Re: Replay(backfill) DLT CDC using kafka

532664 · ‎01-03-2024

@jcozar
I'm using Kafka directly as a source in DLT. The bronze table is set up to receive binlogs data from Kafka as follows:

@dlt.table
def bronze_table():
    spark.readStream \
        .format("kafka") \
        .option("kafka.bootstrap.servers", kafka) \
        .option("subscribe", topic) \
        .load()

This data is received in a format with an 'after' section containing column and value information, like:

(This format from debezium, https://debezium.io/documentation/reference/stable/connectors/mysql.html)

{ "before": null, "after": { "col1": "hello", "col2": "world", ... "col10": 0 }, ... }

To create silver table from the 'after' JSON in bronze table, I've used a schema with the from_json function.
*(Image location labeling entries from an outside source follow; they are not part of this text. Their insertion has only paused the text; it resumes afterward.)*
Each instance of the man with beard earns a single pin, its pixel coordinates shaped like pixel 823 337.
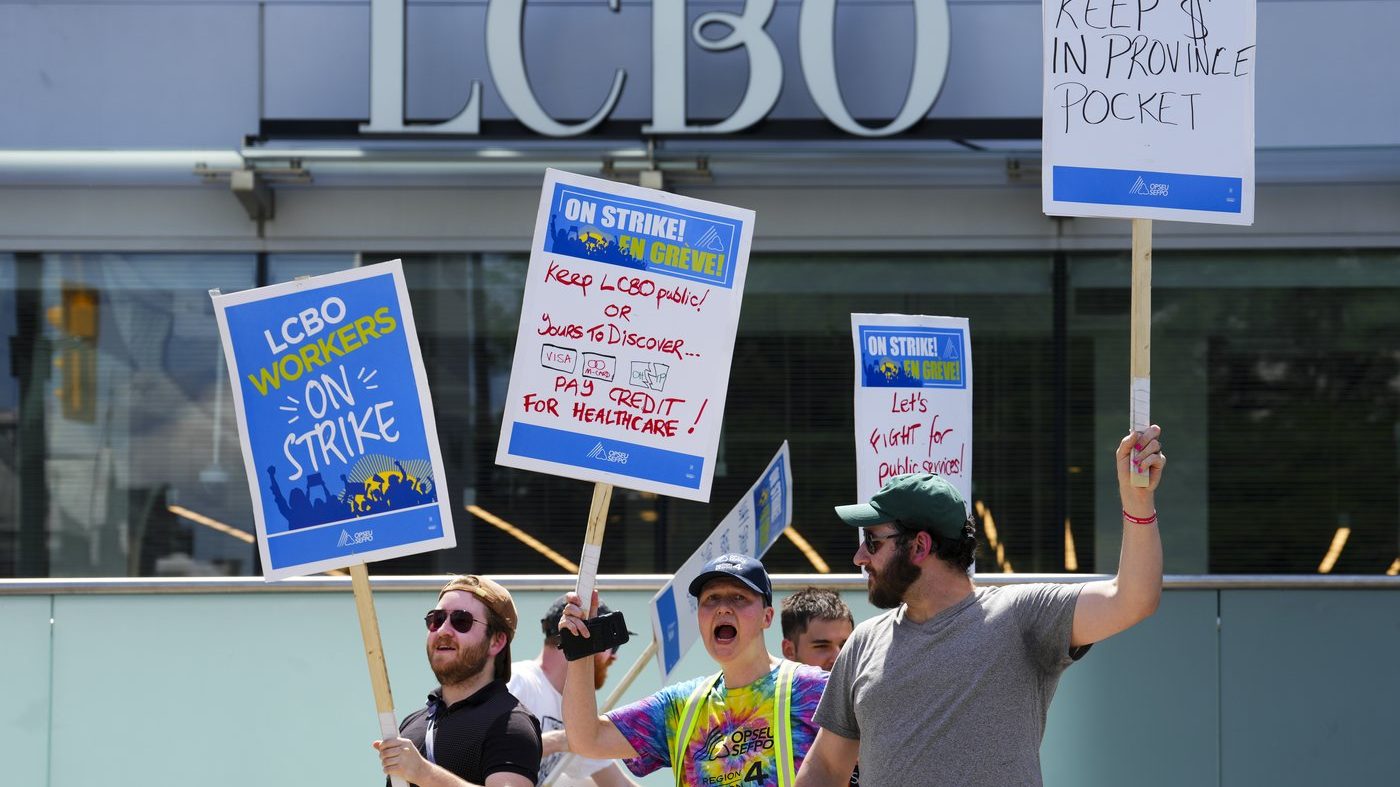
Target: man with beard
pixel 539 684
pixel 472 730
pixel 954 684
pixel 748 724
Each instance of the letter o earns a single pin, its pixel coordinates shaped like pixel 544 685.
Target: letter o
pixel 340 307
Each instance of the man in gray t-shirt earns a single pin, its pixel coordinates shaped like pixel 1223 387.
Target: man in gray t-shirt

Initially, the schema had issues, leading to incorrect data types and null values. (col10 in example) I've changed the schema in from_json and performed a selected refresh.

# wrong schema
schema = StructType([ \
    StructField('col1', StringType(), True), \
    StructField('col2', StringType(), True), \
    ....
    StructField('col10', BooleanType(), True)
 ])

# edited schema 
schema = StructType([ \
    StructField('col1', StringType(), True), \
    StructField('col2', StringType(), True), \
    ....
    StructField('col10', IntegerType(), True)
 ])


@dlt.table
def silver_table():
    dlt.read_stream("bronze_table").withColumn("after", from_json(col("after"), schema))

Although we're not using Unity Catalog tables, our bronze table still retains all the information.

Let me know if you need more specific information!